L'année la plus chaude
de Maxime Bultot

critiqué par Alceste, le 14 novembre 2022
(Liège - 62 ans)


La note:  étoiles
Premier roman prometteur
L’année la plus chaude, c’est peut-être aussi celle où, vers 13 – 14 ans , la perception qu’a un garçon de son milieu familial change : sans tout à fait perdre la vision magique de l’enfance, il devient plus lucide sur sa vie, sa famille, ses parents en particulier. Au travers des péripéties que traverse Alex au cours du roman, il y a un retour constant aux figures parentales, comme une ombre qui pèse et dont il faut se mettre à distance. Toute l’histoire de l’adolescence en somme…

Baignant dans un milieu modeste, Alex et son frère ne manquent de rien mais sont confrontés à un père et une mère méritants certes mais parfois un peu bas du front. La vie s’écoule avec ses hauts et ses bas, plutôt morne, jusqu’à la découverte par Alex d’un objet extraordinaire, qui va perturber le train-train quotidien et révéler la vraie personnalité de chacun.
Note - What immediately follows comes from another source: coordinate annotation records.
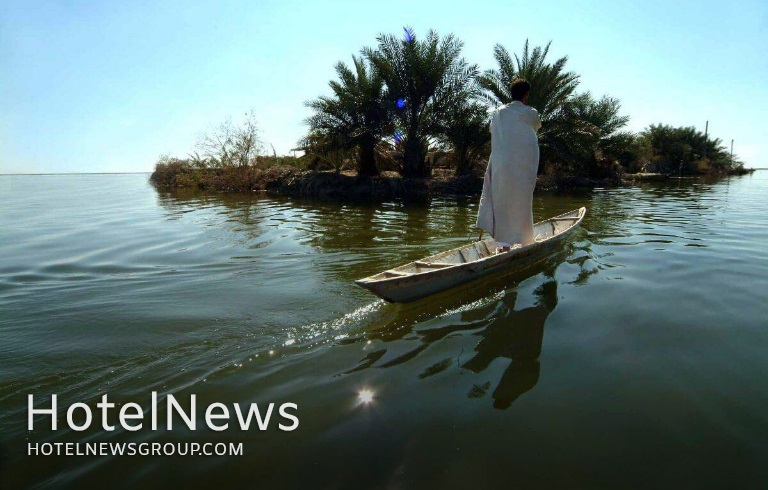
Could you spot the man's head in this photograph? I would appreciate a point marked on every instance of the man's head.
(520, 90)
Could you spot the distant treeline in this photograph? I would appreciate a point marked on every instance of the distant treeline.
(412, 105)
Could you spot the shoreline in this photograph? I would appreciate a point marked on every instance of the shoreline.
(348, 186)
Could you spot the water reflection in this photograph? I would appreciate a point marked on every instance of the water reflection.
(488, 317)
(516, 335)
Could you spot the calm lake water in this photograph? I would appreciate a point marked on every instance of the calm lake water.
(634, 357)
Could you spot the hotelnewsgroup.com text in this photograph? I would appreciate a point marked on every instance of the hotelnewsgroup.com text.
(134, 449)
(130, 417)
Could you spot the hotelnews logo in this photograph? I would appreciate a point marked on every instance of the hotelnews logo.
(131, 417)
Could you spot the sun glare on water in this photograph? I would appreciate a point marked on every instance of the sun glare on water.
(365, 396)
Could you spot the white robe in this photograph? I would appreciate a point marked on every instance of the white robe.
(506, 203)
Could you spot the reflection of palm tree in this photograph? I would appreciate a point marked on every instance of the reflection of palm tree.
(516, 335)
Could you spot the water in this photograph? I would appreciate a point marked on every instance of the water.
(634, 357)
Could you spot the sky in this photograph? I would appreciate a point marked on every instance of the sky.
(107, 86)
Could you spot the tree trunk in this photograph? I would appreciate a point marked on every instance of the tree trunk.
(414, 164)
(367, 162)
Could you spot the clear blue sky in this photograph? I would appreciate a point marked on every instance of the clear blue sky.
(109, 86)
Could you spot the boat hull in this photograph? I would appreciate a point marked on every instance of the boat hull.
(399, 285)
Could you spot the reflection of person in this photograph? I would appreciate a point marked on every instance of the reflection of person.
(517, 336)
(506, 203)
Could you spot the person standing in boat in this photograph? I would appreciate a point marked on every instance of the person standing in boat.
(507, 199)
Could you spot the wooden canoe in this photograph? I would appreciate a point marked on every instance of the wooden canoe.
(445, 270)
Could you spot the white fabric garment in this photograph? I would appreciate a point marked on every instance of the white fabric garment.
(506, 203)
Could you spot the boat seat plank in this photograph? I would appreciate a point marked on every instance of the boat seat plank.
(397, 273)
(421, 263)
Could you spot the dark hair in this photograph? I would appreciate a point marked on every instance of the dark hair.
(520, 87)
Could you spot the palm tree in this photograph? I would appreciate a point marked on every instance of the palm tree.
(467, 135)
(600, 137)
(562, 134)
(356, 116)
(425, 78)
Au-delà des rebondissements romanesques qui forment la trame du roman, c’est le retour permanent au passé qui en fait la particularité. Chaque événement renvoie à une image d’autrefois, un souvenir, une impression passée, qui éclaire le moment vécu, et cette accumulation finit par dessiner, à la manière d’un puzzle, les contours de ce qui serait les racines de l’enfance.

Dans ces souvenirs, le père et la mère sont décrits sans concessions mais sans acrimonie. Finalement, il y a plus de tendresse que de rancœur. Une facilité - parmi d’autres - que l’auteur évite, en ne versant pas dans la révolte, plus ou moins violente, d’un adolescent contre ses parents.

Il faut souligner aussi l’extrême justesse d’expression avec laquelle le quotidien, dans ses banalités voire ses trivialités, est rendu, et souvent transfiguré par une réflexion ironique voire philosophique.

Un premier roman prometteur.

Extrait
Papa a parfois de grandes idées. Elles ne sont grandes que pour lui. La dernière fois, il a investi la moitié de ses pauvres économies dans un extracteur de jus à haut rendement. L’équivalent de son salaire y est passé. L’appareil était tellement brillant qu’on pouvait y observer nos visages déformés en réflexion. Papa l’a installé fièrement sur le plan de travail, mimant des roulements de tambour en le sortant de sa boîte en carton. Il nous a servi du jus à tous les repas, nous forçant à avaler chaque goutte de ses expérimentations. Les jus, c’était la santé, les vitamines, l’avenir en somme. Ça a duré dix jours. Les jus ont ensuite laissé place à la grenadine premier prix. Y avait pas autant de vitamines, mais ça coutait nettement moins cher. La machine, elle, trône toujours à côté de l’évier. Maman s’en sert maintenant pour faire sécher ses chiffons. Question investissement, on a vu mieux.